The results of the current study suggest that R/S-ketamine is less potent than S-ketamine, and that the difference in efficacy between 0.2 mg/kg R/S-ketamine and 0.2 mg/kg S-ketamine may be due to the higher occupancy of NMDA-R by S-ketamine.

Ketamine showed significant efficacy in patients with more severe depression, but not mild depression. The inclusion of patients with relatively mild depression complicates the interpretation of their data.

This study found no evidence that the Met allele of the Val66Met polymorphism in the BDNF gene is associated with reduced ketamine efficacy in patients with treatment-resistant unipolar depression. The response to ketamine within dose group did not correlate with the plasma blood level.

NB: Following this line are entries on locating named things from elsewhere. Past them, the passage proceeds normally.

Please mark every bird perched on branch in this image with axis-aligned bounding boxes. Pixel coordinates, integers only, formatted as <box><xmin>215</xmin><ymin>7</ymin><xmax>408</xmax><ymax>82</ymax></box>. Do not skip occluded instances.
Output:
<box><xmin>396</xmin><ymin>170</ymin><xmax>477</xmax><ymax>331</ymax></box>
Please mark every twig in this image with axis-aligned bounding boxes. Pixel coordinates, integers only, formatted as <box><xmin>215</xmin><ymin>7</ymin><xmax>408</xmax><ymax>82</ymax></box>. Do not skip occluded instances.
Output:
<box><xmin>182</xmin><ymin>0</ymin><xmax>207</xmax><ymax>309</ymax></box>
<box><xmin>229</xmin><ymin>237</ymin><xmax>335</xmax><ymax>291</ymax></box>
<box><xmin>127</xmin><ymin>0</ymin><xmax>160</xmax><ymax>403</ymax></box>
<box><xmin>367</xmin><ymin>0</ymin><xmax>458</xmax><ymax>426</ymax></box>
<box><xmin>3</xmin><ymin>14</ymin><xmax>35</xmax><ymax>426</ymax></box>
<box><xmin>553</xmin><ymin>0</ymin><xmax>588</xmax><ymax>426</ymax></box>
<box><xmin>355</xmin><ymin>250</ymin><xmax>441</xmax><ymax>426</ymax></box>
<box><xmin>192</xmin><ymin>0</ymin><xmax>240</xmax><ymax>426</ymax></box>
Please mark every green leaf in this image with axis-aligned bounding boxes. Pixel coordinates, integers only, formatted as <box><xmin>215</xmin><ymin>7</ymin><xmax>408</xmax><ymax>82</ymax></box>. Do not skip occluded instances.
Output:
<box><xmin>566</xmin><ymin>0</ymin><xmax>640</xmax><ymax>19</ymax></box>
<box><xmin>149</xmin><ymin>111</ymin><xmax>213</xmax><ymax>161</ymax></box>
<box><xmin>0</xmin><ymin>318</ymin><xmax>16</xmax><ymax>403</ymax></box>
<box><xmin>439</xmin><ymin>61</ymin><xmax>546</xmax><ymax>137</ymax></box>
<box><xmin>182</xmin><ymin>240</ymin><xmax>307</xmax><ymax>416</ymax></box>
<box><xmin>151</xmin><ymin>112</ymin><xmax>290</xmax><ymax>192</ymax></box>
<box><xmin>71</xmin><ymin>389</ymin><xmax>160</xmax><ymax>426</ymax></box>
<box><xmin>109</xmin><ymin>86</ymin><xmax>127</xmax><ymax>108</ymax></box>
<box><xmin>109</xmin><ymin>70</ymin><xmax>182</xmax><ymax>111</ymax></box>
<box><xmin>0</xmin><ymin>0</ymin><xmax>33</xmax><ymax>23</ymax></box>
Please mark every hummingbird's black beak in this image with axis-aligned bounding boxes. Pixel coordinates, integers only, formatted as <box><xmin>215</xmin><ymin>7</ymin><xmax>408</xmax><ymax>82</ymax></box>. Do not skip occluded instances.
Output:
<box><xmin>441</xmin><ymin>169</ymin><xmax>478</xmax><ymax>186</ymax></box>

Ketamine has dose-related antidepressant effects that are moderated by baseline depression severity, and it is effective in a Chinese population. Further research is needed to determine whether higher ketamine doses would result in higher response rates.

FUNDING AND DISCLOSURE

The authors declare no conflict of interest, but Dr Krystal has financial interests in several pharmaceutical companies. He receives over $5000 in income from the Society of Biological Psychiatry for editing the journal Biological Psychiatry.

ACKNOWLEDGMENTS

We thank Jennifer Vessicchio for her assistance with the preparation of this manuscript, all patients who kindly participated in this study, the research assistants, physicians, pharmacists, and nursing staffs at D020 Unit of Taipei Veterans General Hospital, and Dr Guang Cheng for his excellent opinions.